Infini last week revealed that 17 soil samples had broken the upper limit of detection at the lab, putting the market on edge to see exactly what sort of uranium value was lying within the Portland Creek ground in the Canadian province of Newfoundland. That release triggered an initial 226 per cent share price rise and clearly locked in a new market focus on the company’s operation.


Now, today’s run has meant a more than 520 per cent hike in just 14 days.


Management today confirmed that seven of the 17 soil samples from a prospective strike of more than 100m returned grades of more than 3 per cent uranium oxide. Interestingly, the average background reading in soils is 8ppm, so the peak anomalous sample of 74,997ppm is a staggering 9375 times greater.
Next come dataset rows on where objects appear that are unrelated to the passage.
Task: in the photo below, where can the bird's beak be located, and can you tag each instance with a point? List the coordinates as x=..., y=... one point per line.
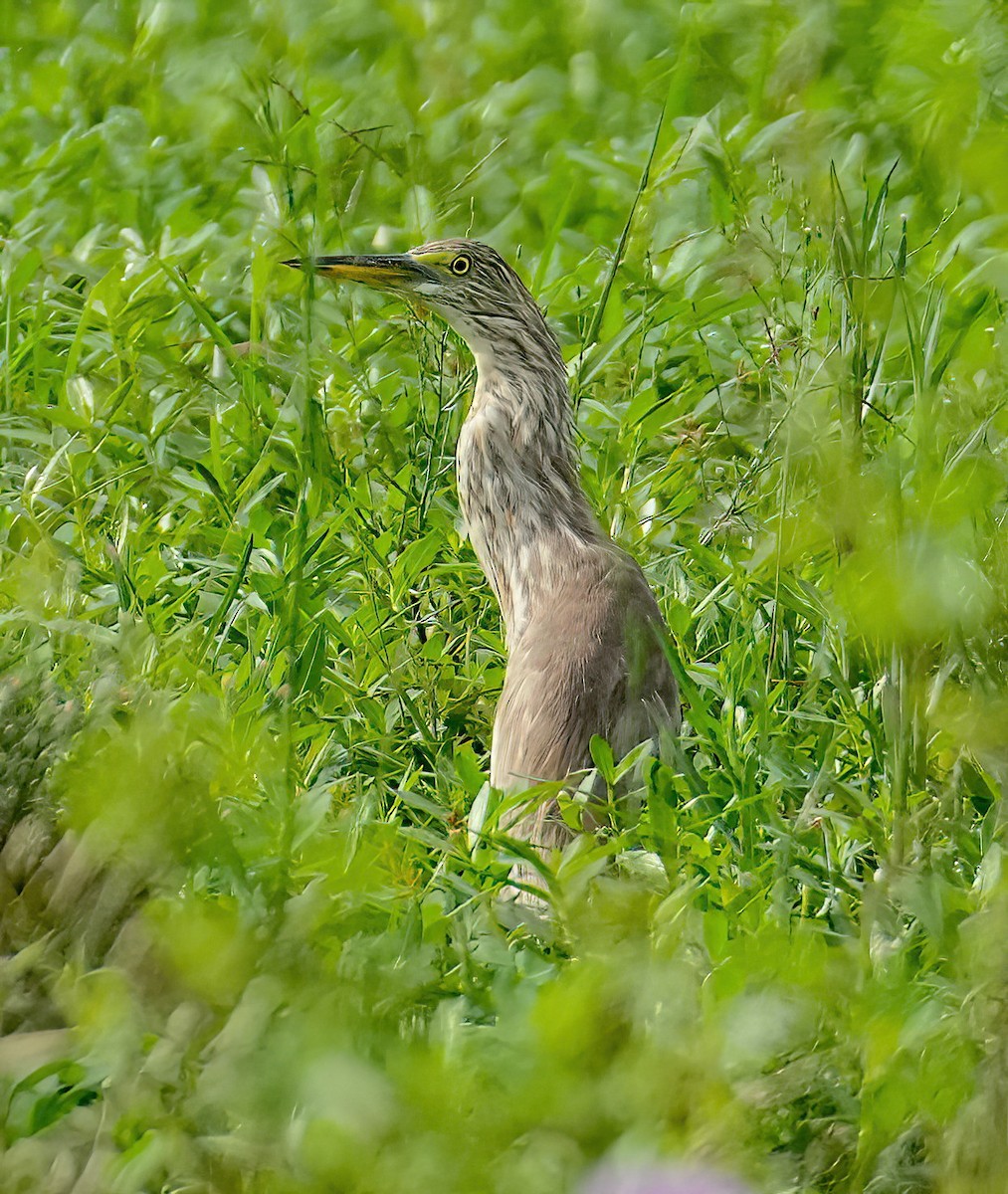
x=395, y=273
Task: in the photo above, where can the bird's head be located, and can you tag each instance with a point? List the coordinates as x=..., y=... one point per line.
x=465, y=282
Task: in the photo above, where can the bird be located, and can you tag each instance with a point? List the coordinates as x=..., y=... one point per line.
x=584, y=637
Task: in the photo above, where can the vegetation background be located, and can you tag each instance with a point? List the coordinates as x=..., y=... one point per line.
x=248, y=930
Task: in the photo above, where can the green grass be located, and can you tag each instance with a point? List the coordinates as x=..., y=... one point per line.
x=248, y=930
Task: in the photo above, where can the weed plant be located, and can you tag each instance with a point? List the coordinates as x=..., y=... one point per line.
x=250, y=940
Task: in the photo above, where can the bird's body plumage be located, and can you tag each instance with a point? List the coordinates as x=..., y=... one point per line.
x=583, y=631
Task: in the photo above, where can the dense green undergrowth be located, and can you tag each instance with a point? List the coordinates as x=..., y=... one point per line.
x=248, y=931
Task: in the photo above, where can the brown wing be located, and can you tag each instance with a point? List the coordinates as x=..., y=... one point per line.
x=590, y=662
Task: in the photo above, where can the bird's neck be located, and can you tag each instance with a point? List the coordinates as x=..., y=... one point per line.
x=518, y=485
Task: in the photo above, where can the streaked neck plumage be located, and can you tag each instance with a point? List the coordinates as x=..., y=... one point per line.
x=518, y=485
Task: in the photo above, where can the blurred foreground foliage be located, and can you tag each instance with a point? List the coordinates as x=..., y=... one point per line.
x=248, y=930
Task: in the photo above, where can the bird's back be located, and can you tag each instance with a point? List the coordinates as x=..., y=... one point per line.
x=590, y=661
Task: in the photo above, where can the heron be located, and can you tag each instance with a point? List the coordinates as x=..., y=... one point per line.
x=584, y=637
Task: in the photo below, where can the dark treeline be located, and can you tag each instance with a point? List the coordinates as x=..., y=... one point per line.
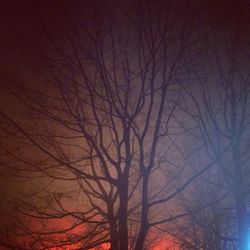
x=125, y=123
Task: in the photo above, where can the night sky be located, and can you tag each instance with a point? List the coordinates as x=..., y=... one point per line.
x=24, y=24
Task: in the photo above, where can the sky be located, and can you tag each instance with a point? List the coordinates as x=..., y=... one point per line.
x=22, y=25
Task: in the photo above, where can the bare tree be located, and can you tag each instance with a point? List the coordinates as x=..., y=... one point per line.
x=99, y=122
x=218, y=103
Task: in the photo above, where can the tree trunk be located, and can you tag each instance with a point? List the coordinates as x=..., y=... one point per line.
x=123, y=217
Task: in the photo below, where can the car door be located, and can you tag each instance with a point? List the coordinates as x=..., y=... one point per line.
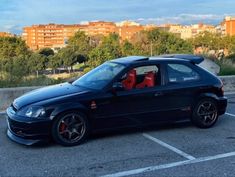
x=180, y=89
x=146, y=104
x=113, y=110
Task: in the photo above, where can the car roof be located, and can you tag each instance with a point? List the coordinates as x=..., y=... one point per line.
x=162, y=58
x=130, y=59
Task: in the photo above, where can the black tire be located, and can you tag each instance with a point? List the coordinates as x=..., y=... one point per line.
x=70, y=128
x=205, y=113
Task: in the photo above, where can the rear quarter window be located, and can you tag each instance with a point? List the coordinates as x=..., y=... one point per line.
x=178, y=73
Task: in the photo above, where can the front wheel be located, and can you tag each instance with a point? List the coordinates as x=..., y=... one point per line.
x=70, y=129
x=205, y=113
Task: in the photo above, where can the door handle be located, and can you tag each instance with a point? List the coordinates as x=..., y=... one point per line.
x=158, y=94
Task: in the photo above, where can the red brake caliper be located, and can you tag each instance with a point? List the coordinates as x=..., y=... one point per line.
x=62, y=127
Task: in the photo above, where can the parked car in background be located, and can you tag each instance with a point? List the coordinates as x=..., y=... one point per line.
x=126, y=92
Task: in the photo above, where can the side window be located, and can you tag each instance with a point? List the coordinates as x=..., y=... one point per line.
x=181, y=73
x=142, y=77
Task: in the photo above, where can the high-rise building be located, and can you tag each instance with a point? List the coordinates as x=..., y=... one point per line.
x=6, y=34
x=229, y=24
x=51, y=35
x=57, y=35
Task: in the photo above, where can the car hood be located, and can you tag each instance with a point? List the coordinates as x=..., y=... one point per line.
x=46, y=93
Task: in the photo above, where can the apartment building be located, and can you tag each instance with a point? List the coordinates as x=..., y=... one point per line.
x=51, y=35
x=57, y=35
x=229, y=25
x=6, y=34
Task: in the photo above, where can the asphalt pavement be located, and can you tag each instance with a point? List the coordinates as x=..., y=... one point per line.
x=170, y=150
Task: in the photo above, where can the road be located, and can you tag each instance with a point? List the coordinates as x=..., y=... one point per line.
x=171, y=150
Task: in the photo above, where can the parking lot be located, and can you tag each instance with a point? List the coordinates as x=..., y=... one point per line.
x=170, y=150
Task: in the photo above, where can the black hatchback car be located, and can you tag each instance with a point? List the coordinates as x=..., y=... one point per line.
x=125, y=92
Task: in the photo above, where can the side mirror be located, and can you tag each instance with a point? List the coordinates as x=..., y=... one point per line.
x=117, y=86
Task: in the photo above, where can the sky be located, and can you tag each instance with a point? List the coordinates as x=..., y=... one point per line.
x=15, y=14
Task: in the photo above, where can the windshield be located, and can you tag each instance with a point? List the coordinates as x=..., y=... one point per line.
x=99, y=77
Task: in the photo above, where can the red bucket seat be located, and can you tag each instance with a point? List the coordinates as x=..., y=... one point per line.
x=130, y=81
x=149, y=80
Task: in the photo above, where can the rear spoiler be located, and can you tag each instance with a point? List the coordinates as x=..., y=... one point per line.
x=195, y=59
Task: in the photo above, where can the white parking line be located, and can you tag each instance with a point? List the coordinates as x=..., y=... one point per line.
x=230, y=114
x=187, y=156
x=169, y=165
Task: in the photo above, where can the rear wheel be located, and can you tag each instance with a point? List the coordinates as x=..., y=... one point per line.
x=70, y=129
x=205, y=113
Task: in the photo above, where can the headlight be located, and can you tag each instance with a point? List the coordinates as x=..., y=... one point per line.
x=32, y=111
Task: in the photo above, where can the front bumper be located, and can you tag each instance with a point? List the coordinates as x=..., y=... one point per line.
x=27, y=131
x=222, y=105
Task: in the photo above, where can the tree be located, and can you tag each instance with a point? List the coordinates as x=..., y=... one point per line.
x=109, y=48
x=157, y=42
x=80, y=44
x=128, y=48
x=54, y=61
x=37, y=62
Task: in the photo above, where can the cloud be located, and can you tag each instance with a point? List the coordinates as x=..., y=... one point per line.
x=185, y=19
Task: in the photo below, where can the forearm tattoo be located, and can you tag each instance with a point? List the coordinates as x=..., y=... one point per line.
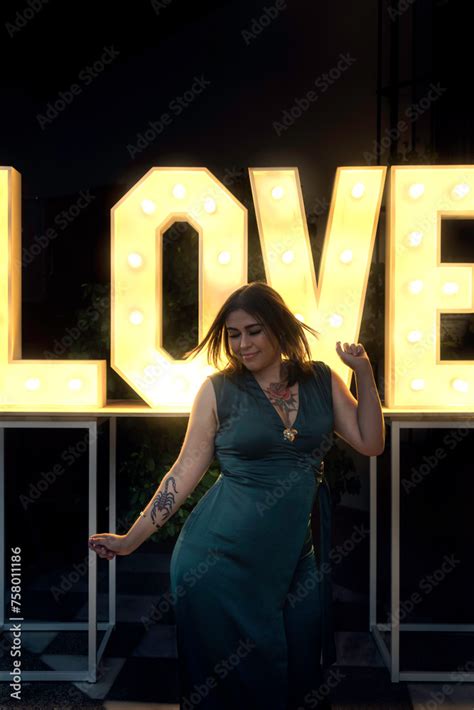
x=164, y=501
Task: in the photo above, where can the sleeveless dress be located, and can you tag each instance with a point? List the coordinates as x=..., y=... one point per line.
x=251, y=595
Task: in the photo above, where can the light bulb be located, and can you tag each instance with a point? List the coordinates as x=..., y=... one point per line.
x=358, y=190
x=179, y=191
x=148, y=206
x=450, y=287
x=416, y=286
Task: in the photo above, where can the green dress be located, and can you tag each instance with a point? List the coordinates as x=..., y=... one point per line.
x=253, y=606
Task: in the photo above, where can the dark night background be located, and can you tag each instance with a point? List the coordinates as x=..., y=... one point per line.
x=158, y=50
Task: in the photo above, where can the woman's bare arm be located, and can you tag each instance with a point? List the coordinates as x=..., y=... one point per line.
x=197, y=453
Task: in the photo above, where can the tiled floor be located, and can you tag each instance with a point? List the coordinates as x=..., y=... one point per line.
x=139, y=666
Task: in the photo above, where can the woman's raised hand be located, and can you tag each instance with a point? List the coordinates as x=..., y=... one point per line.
x=107, y=545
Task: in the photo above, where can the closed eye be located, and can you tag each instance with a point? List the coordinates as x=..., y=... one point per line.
x=254, y=333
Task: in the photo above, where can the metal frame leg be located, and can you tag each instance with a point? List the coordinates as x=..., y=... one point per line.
x=392, y=658
x=91, y=624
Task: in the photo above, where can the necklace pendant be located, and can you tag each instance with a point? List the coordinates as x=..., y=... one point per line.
x=289, y=433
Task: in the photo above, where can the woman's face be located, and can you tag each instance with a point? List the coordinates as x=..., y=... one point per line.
x=248, y=335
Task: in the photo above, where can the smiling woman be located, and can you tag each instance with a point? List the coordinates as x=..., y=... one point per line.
x=269, y=416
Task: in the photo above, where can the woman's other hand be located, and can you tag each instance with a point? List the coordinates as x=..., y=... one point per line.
x=107, y=545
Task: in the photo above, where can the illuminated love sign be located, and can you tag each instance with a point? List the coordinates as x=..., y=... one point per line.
x=418, y=286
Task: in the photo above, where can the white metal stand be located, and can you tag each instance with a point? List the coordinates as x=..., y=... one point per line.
x=392, y=657
x=94, y=656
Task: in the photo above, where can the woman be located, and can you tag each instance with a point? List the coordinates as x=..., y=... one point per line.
x=251, y=595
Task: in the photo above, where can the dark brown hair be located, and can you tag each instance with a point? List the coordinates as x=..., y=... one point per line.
x=266, y=304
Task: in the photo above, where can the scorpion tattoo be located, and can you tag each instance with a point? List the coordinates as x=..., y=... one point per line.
x=164, y=500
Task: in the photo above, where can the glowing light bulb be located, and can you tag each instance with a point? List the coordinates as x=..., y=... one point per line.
x=179, y=191
x=416, y=190
x=416, y=286
x=336, y=320
x=136, y=317
x=346, y=256
x=223, y=257
x=414, y=336
x=450, y=287
x=460, y=385
x=288, y=256
x=460, y=190
x=415, y=239
x=148, y=206
x=210, y=205
x=135, y=260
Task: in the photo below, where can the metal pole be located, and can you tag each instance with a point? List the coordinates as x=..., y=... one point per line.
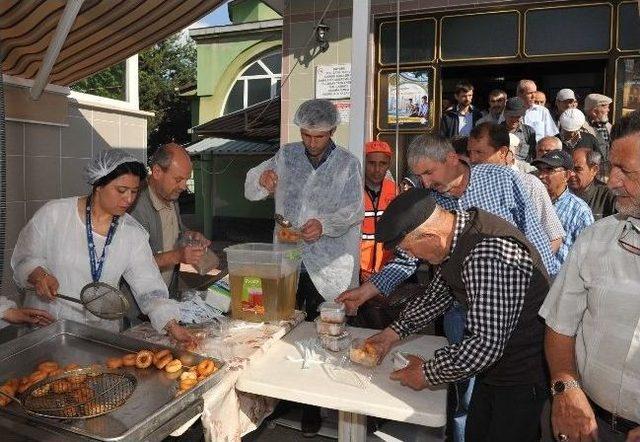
x=359, y=57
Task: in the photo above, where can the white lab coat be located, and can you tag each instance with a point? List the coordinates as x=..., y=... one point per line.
x=5, y=304
x=332, y=194
x=55, y=239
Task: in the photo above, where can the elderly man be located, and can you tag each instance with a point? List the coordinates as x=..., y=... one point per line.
x=497, y=99
x=379, y=191
x=565, y=99
x=486, y=264
x=513, y=113
x=585, y=184
x=536, y=116
x=554, y=170
x=317, y=186
x=596, y=110
x=158, y=211
x=574, y=133
x=546, y=145
x=460, y=119
x=593, y=313
x=457, y=185
x=489, y=144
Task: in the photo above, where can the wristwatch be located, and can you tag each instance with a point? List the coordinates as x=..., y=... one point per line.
x=558, y=387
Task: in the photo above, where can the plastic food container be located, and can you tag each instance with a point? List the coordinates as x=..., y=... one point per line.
x=329, y=328
x=363, y=354
x=336, y=343
x=264, y=280
x=332, y=312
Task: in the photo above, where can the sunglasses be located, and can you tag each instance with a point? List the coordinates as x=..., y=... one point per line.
x=629, y=238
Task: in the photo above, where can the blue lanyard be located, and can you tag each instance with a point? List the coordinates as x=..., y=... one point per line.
x=97, y=263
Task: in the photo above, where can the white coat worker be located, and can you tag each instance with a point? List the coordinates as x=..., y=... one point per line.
x=318, y=187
These follow-up assay results confirm that the Company has encountered world-class grades of uranium in soil samples at Portland Creek. I am not aware of any other explorers that have returned results close to what we are seeing here in our maiden fieldwork program.
Infini Resources CEO Charles Armstrong

The high-grade samples defined a 235m-by-100m zone coincident with an historic radon gas anomaly. Radon is a gas that has no smell, colour or taste.


The zone at Infini’s Talus prospect remains open to the east and west after 39 samples returned more than 1000ppm uranium oxide, with soil sampling covering only 400m of a prospective 3.2km-long zone defined by historic radiometric data. If the “ore-grade” soil samples continue for the length of the anomaly, the suggestions of a high-grade deposit with significant scale will begin to look more and more likely.


Radon gas surveys have now become the immediate focus for Infini, which intends to continue urgent sampling across two radon gas anomalies that flank the 3.2km-long radiometric anomaly. The two radon gas anomalies are interpreted by management to be connected and together would cover a strike of more than 600m.


Follow-up geophysics from a UAV drone magnetic survey at Talus is now being processed to allow Infini to vector in on any structural controls or primary bedrock source of any potential uranium deposit lurking beneath the surface.


The company’s 100 per cent-owned Portland Creek project covers an area of 149 square kilometres through ancient Precambrian rocks and features the extensive regional uranium anomaly that was identified in the 1970s by a Newfoundland Government stream sediment sampling program.


The company’s priority target areas all lie along the same north-south 3.2km trend that was identified from the 1970s work. The main Talus prospect adjacent to the remarkable soil samples is about 1600m long, with the other two lower-order targets sitting within about 700m of the southern extremity of the main trend.


The word talus implies a form of often coarse erosional cover obscuring in-situ rocks and explains the nature of the undercover uranium target the company is pursuing. Infini will now look to immediately define drill targets for testing and is likely to have a raft of high-priority options.


With the Paris Olympics just 16 days away, it seems suitable to dub Infini’s uranium soil results as the Usain Bolt of discoveries for the element, as they appear to have charged to multiple world records – just like the legendary Jamaican sprinter. The company is now hoping it can replicate the initial success with the drill bit to have it sitting among its high-grade Canadian uranium counterparts at the world-class Athabasca Basin in Saskatchewan.